Hunde-Führerinnen empfangen uns am Tor mit dem bereits gewohnten Ausruf des Entzückens - „wie süß“ und „wie klein“ der doch sei. Bevor eine von dem kleinen August ebenfalls ganz hingerissene Tierpflegerin ihn uns abnimmt. Alter Egon kann sich nur schwer trennen. Es wird noch ein Weilchen geseufzt, ein wunderschöner einjähriger Schäferhund-Mischling begutachtet. Bevor ich energisch ausrufe:
„Jetzt schnell weg, sonst nehmen wir noch einen Hund mit heim und dann können wir bald selbst eine Tierstation aufmachen.“
Achja:
Auf dem Heimweg wollte natürlich Alter Egon ans Steuer und fuhr..... prompt... in eine Radarfalle.
Während sich zuhause....
..... das Wasser über Terrassenmöbel, Fenster und in den Garten ergoss.

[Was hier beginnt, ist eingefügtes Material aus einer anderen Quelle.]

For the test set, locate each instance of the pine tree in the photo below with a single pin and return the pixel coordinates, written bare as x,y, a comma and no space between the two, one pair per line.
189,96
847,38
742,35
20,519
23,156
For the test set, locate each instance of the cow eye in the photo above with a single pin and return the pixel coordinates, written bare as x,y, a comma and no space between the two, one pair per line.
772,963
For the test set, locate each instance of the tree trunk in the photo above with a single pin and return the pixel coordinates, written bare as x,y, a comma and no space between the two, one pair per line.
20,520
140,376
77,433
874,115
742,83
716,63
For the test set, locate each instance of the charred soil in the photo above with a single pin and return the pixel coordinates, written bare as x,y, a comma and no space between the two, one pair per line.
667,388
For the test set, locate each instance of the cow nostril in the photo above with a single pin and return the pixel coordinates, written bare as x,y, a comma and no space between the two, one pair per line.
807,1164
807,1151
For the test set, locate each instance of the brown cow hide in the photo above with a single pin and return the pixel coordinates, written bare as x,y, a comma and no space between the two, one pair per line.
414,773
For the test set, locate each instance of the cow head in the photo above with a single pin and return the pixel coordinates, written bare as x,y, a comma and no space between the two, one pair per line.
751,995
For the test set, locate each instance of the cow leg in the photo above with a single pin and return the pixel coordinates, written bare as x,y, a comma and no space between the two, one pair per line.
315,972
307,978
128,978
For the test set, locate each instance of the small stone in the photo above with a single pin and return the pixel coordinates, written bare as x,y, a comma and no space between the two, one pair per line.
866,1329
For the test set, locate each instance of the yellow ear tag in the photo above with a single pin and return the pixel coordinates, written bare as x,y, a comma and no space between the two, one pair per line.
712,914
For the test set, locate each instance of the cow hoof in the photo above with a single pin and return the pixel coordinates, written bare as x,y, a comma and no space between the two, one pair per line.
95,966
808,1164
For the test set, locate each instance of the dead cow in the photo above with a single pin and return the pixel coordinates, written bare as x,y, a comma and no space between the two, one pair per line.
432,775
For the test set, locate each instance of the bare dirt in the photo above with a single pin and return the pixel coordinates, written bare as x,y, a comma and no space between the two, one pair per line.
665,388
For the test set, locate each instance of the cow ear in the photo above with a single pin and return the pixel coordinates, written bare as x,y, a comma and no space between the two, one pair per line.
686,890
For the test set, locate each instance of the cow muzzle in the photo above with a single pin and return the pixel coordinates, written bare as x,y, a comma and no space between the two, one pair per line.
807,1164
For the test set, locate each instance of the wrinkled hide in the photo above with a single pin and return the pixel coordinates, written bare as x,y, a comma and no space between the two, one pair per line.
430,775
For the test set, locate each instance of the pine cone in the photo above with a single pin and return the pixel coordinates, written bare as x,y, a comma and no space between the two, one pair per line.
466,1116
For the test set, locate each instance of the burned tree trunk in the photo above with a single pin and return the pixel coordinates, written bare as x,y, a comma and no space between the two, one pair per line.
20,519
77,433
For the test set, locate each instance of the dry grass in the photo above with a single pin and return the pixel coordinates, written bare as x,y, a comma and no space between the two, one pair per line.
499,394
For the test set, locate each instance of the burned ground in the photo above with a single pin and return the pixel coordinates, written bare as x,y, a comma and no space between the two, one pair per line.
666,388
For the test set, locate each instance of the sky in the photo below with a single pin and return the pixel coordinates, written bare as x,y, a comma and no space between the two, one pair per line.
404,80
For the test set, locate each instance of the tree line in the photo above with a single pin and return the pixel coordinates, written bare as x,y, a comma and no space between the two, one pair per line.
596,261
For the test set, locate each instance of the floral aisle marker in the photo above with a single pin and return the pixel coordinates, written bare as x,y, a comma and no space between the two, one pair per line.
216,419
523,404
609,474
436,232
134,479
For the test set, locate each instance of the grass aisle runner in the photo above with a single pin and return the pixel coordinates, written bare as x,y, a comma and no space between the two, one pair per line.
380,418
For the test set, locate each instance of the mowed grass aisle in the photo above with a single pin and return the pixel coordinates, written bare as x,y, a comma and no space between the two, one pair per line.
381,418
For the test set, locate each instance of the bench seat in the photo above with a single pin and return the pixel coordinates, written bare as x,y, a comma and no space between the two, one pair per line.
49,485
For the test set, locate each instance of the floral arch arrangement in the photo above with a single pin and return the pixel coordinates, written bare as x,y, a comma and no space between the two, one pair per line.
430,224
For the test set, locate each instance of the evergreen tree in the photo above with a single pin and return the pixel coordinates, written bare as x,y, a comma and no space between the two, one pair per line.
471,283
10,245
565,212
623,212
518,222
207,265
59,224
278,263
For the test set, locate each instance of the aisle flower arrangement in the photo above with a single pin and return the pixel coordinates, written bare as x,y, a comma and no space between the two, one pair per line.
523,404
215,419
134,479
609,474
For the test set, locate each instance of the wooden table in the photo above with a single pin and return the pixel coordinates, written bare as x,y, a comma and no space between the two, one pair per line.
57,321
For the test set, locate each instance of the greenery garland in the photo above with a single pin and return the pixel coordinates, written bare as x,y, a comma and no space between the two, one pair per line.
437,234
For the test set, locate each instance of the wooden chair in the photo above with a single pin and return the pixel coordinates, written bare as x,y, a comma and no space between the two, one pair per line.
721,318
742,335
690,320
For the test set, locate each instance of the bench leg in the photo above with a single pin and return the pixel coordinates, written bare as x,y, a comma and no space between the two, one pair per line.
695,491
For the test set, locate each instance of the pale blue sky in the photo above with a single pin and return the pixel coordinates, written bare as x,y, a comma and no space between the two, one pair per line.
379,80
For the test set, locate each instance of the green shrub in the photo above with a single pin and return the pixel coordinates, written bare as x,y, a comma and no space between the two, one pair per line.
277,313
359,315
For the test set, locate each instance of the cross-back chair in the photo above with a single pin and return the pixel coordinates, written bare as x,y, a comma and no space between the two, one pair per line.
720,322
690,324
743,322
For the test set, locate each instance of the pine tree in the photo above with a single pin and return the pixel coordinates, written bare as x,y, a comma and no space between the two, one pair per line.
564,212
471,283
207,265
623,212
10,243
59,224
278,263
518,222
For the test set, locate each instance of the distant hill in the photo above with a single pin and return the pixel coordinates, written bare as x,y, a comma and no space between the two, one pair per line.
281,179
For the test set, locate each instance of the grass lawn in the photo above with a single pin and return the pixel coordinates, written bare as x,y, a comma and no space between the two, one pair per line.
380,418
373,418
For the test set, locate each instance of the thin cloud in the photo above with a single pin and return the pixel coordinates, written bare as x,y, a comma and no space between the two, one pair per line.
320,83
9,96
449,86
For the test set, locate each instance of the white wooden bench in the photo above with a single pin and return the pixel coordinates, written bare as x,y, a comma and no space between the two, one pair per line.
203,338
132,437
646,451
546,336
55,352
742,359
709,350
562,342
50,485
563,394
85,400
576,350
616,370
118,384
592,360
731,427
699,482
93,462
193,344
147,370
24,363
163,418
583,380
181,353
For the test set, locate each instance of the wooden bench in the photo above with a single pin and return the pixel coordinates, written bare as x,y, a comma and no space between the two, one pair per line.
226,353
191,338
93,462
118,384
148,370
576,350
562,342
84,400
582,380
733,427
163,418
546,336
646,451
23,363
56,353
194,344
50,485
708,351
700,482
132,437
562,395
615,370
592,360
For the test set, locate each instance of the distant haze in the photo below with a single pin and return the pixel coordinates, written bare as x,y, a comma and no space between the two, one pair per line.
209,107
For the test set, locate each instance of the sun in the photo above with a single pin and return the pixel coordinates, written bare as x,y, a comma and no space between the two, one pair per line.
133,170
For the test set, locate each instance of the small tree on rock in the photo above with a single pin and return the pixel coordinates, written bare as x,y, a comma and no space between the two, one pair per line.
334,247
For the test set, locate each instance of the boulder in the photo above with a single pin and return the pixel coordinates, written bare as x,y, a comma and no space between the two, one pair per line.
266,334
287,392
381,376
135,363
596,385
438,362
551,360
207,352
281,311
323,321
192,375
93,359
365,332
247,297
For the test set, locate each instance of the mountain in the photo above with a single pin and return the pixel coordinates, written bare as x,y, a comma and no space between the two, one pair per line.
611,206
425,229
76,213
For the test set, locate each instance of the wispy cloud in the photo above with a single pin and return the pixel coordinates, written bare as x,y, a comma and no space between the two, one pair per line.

Nicht weil das befürchtete lokale Blitzgewitter niederging. Nein, weil der Alte Egon, in seiner Faszination und der ganzen Aufregung mit dem Eichkatzl, vergessen hatte, den Wasserschlauch, mit dem er einige empfindliche Pflanzen gegossen, richtig abzudrehen. Nachdem der Wasserdruck im Schlauch zu groß geworden, machte der Schlauch sich irgendwie selbstständig und tanzte auf der Terrasse über den Möbeln herum, weil der ihn dort sinnigerweise hingehängt hatte.
„Mal eben“….
Zuguterletzt:
Nicht dass Sie denken, dieses Blog mutiert nun zu einem Tier-Blog. Doch manchmal häufen sich die tierischen Ereignisse.